Die Kinder- und Jugendtanzgruppe des Kreisverbandes Esslingen zeigte den anwesenden Gästen ein sehr besinnliches und zum Nachdenken anregendes Krippenspiel. Mitten im Gesang zur Heiligen Nacht stockte der kleine Engel, hielt sich die Hand vor den Mund und stampfte mit dem Fuß auf. Auf die Frage des Großengels, weshalb er aufgehört habe zu singen, antwortete der kleine Engel: „Ich wollte ja singen. Aber als dann das mit dem ‚Frieden auf Erden unter den Menschen‘ kam, konnte ich nicht mehr weiter mitsingen. Es ist nicht wahr, dass auf Erden Friede unter den Menschen ist und ich singe nicht gegen meine Überzeugung! Ich merke doch den Unterschied zwischen dem, was wir singen, und dem, was auf Erden ist.“

Der große Engel schaute ihn lange schweigend an. Dann nickte er und sagte: „Du hast es so gewollt. Du liebst die Wahrheit mehr als das Gotteslob. Dieses Merkmal deines Wesens wird nun zu deinem Auftrag. Du wirst von heute an den Frieden Gottes und dieses Kindes zu den Menschen tragen. Tag und Nacht wirst du unterwegs sein.“ So ging der kleine Engel in die Welt und begann zu wirken. Angefochten und immer neu verwundet, verrichtet er seither seinen Dienst und sorgt dafür, dass die Sehnsucht nach dem Frieden nie mehr verschwindet und Menschen dazu antreibt, Frieden zu suchen und zu schaffen. Tosender Beifall der begeisterten Gäste belohnte die kleinen und großen Mitwirkenden, die viel Zeit und Mühe ins Lernen der Texte und Lieder gesteckt hatten.

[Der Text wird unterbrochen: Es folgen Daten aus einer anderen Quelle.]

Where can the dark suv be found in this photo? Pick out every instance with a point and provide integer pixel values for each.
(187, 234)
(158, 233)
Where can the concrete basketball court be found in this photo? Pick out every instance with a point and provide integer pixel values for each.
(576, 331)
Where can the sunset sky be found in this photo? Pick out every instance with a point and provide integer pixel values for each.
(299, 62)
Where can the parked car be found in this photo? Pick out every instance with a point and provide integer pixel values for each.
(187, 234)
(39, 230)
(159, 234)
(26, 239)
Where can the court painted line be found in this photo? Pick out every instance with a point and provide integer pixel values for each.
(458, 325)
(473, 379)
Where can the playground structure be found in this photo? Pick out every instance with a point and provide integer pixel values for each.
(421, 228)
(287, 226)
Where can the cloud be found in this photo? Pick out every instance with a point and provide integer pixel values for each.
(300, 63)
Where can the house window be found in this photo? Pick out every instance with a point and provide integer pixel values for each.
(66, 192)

Bevor der mit vielen Geschenken beladene Nikolaus zur Tür hereinkam und alle anwesenden Kinder mit einem kleinen Präsent belohnte, sangen alle gemeinsam besinnliche Weihnachtslieder. Auch die Kleinsten kamen zu Wort und trugen dem Nikolaus ihre Weihnachtsgedichte vor.

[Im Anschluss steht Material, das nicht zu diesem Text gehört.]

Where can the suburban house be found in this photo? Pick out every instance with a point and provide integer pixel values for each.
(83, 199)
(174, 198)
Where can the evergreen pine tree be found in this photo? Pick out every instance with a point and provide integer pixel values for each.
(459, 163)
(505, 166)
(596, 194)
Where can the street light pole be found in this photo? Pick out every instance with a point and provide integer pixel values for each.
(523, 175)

Großer Dank gilt an dieser Stelle allen Mitwirkenden: den Kindern und Jugendlichen wie auch den Eltern, die die Kinder tatkräftig unterstützt, die Kostüme genäht und sich um Requisiten gekümmert haben. Ein herzliches Dankeschön auch allen Helfern im Hintergrund, die entweder in der Küche Hand angelegt haben oder bei den Auf- und Abbauarbeiten mit dabei waren. Ein besonderer Dank geht an Kirsten Wild für die weihnachtliche Dekoration und die Gestaltung des Weihnachtsbasars.